Colette Braeckman - 16 Mars 2012 - Le verdict est historique et il fera date autant dans les capitales où se décident les guerres que dans les villes ou les brousses où se commettent les crimes : le Congolais Thomas Lubanga, 51 ans, a été « sans aucun doute possible » reconnu coupable de crimes de guerre durant la période 2002-2003. La Cour pénale internationale, siégeant à La Haye, a conclu à l’unanimité que cet ancien chef de guerre de l’Ituri était coupable des crimes de conscription et d’enrôlement d’enfants de moins de quinze ans, qu’il a fait participer à un conflit armé. Le juge britannique Adrian Fulford a précisé qu’une peine serait prononcée ultérieurement. La défense dispose d’un délai de trente jours pour faire appel au jugement qui commencera à courir lorsque l’intéressé aura pris connaissance de la traduction en français de sa condamnation.

C’est dix ans après sa création par le statut de Rome entré en vigueur en 2002 que la Cour pénale internationale a rendu son premier jugement. A l’unanimité, les ONG de défense des droits de l’homme, telles que Amnesty International, Human Rights Watch, la Fédération internationale des droits de l’homme, qui avaient milité en faveur de la CPI  , ont qualifié d’ « historique » ce premier jugement, estimant qu’il s’agissait d’un signal fort, indiquant que l’impunité n’existait pas et espérant que ce verdict aurait un effet dissuasif, en particulier pour ce qui concerne l’utilisation d’enfants soldats.

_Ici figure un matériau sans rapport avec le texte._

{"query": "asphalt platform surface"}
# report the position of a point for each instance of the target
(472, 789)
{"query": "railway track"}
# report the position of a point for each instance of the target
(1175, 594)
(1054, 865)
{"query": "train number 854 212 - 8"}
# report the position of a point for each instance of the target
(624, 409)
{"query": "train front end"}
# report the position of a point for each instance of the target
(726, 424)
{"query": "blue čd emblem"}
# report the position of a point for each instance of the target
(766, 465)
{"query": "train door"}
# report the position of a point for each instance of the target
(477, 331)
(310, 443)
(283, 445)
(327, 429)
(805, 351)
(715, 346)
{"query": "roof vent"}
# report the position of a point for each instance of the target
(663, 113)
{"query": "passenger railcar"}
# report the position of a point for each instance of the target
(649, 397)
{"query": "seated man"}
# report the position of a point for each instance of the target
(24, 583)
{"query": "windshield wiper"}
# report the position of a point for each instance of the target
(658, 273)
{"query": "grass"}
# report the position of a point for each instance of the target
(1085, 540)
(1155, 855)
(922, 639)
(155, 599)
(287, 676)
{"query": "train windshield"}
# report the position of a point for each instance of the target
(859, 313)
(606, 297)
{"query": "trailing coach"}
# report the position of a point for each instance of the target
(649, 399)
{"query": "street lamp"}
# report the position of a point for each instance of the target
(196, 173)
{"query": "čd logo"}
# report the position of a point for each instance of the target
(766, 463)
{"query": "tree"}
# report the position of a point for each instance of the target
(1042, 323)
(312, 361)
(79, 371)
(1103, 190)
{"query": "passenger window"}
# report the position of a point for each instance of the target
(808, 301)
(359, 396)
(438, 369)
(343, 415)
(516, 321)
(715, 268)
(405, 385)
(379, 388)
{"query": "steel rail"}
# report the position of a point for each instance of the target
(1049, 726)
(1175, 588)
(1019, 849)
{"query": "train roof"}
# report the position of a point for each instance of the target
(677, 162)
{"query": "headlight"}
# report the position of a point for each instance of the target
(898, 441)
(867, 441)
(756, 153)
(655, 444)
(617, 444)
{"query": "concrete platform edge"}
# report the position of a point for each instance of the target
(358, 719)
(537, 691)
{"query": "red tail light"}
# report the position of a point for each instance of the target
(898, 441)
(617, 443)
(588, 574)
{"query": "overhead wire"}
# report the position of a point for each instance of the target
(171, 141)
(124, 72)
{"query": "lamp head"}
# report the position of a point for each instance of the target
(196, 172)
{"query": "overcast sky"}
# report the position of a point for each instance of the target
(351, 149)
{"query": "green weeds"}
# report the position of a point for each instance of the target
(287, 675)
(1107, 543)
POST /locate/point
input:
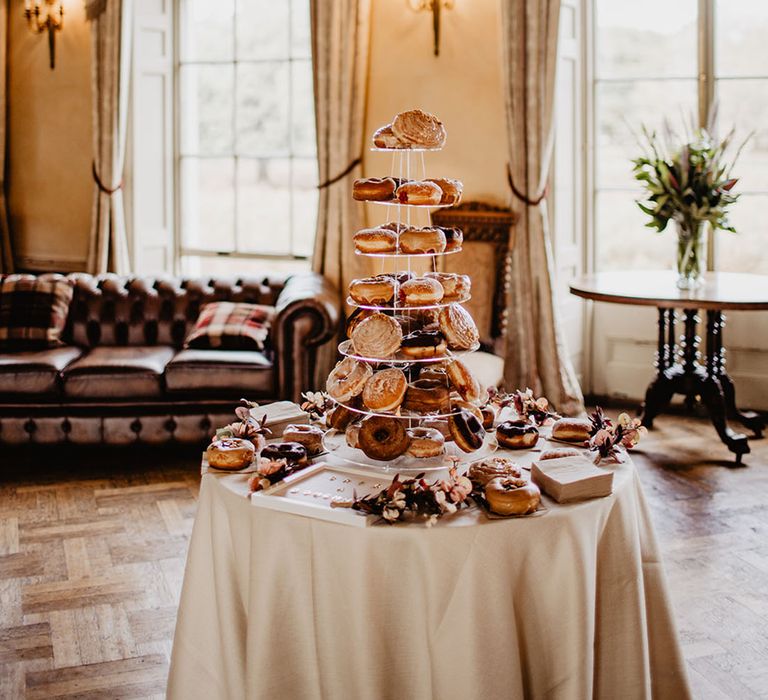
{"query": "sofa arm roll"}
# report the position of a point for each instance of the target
(307, 316)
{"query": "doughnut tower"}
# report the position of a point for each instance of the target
(400, 379)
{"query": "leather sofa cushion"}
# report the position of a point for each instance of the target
(118, 373)
(219, 370)
(34, 371)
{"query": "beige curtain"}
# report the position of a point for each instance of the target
(111, 24)
(6, 254)
(340, 43)
(535, 355)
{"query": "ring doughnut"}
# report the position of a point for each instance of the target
(422, 240)
(375, 240)
(425, 442)
(308, 435)
(467, 431)
(421, 291)
(385, 390)
(382, 438)
(516, 434)
(464, 381)
(451, 189)
(419, 192)
(419, 129)
(230, 453)
(378, 336)
(510, 496)
(374, 189)
(373, 290)
(427, 396)
(458, 327)
(347, 379)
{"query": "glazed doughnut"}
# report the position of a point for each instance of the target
(482, 471)
(451, 189)
(294, 454)
(375, 240)
(425, 442)
(421, 344)
(516, 434)
(422, 240)
(419, 129)
(384, 138)
(458, 327)
(427, 396)
(378, 336)
(347, 379)
(455, 287)
(385, 390)
(464, 381)
(352, 435)
(419, 192)
(509, 496)
(571, 429)
(308, 435)
(559, 452)
(230, 453)
(467, 431)
(339, 417)
(421, 291)
(489, 416)
(454, 237)
(374, 189)
(382, 438)
(378, 290)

Cependant, même s’il s’agît d’un pas en avant dans la lutte contre l’impunité, ce jugement laisse ouvertes bien des questions. En effet, le verdict a critiqué la manière dont les enquêteurs ont récolté des preuves, bien des témoins redoutant les représailles, ayant refusé de témoigner.

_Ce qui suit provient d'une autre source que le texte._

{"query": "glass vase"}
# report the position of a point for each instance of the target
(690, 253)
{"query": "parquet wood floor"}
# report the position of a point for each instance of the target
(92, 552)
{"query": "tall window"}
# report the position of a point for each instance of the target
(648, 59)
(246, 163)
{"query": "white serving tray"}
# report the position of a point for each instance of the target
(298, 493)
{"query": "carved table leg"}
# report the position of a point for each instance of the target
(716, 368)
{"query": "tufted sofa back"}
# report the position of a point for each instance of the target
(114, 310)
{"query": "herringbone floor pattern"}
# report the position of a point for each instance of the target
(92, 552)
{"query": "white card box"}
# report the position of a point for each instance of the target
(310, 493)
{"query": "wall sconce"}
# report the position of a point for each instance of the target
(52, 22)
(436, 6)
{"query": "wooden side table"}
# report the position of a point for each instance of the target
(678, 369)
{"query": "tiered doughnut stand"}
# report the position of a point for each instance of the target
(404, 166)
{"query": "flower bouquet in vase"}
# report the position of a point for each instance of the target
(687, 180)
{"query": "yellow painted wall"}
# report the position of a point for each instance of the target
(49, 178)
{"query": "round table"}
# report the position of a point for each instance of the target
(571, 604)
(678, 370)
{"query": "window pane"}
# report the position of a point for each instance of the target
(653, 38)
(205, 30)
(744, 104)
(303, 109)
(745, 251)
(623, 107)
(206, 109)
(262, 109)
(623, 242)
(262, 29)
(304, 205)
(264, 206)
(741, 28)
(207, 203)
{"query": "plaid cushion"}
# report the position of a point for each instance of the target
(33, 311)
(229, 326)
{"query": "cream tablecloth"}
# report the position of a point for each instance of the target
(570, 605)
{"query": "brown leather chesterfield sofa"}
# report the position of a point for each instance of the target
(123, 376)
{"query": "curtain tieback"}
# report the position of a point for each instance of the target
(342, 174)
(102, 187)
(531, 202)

En outre, comment ne pas se rappeler le fait que, dans cette guerre qui, en Ituri seulement à fait plus de 60.000 morts, Thomas Lubanga n’était qu’un chef rebelle parmi d’autres. Que sont devenus les autres chefs de milice ? Ministres ou chefs de partis politiques ? Hommes d’affaires ayant pignon sur rue ? Officiers des Forces armées congolaises ?

Dans plusieurs cas, la « realpolitik », qui a permis de se défaire d’un Lubanga devenu politiquement insignifiant, a joué en faveur d’autres chefs de guerre dont les pouvoirs en place dans la région (Kinshasa, Kigali, Kampala) ont estimé qu’ils pouvaient encore jouer un rôle ou qu’ils jouissaient encore d’un pouvoir de nuisance dissuasif. Tel est le cas de Laurent Nkunda, le chef tutsi du Nord Kivu qui menaça de s’emparer de Goma en 2009 : sacrifié au profit du rapprochement entre Kabila et Kagame, il fut mis en détention par le Rwanda et retiré des opérations, sans que Kinshasa obtienne son extradition ou sa mise en jugement.

A l’époque, celui qui, suivant les directives de Kigali, contribua à neutraliser Laurent Nkunda était précisément l’ancien adjoint direct de Thomas Lubanga dans l’Ituri : Bosco Ntaganda. Ce dernier est aujourd’hui général dans les forces armées congolaises et depuis Goma, c’est lui qui a le commandement effectif de l’opération « Amani Kamilifu » (la paix durable) qui vise à démanteler les dernières bases de rebelles hutus enkystées dans les forêts du Nord et du Sud Kivu. Ses hommes, qui ont combattu avec Lubanga ou avec Nkunda, contrôlent militairement tout l’Est du Congo, de l’Ituri jusqu’au Nord Katanga. Le président Kabila, refusant d’exécuter le mandat d’arrêt émis par la CPI   à l’égard de Bosco Ntaganda, a déclaré à plusieurs reprises que « la paix était plus importante que la justice ». Les populations de l’Est du Congo, quant à elles, estiment qu’elles n’ont encore ni l’une ni l’autre tandis que la CPI   mesure cruellement à quel point l’exigence de justice peut encore se heurter à la raison d’Etat.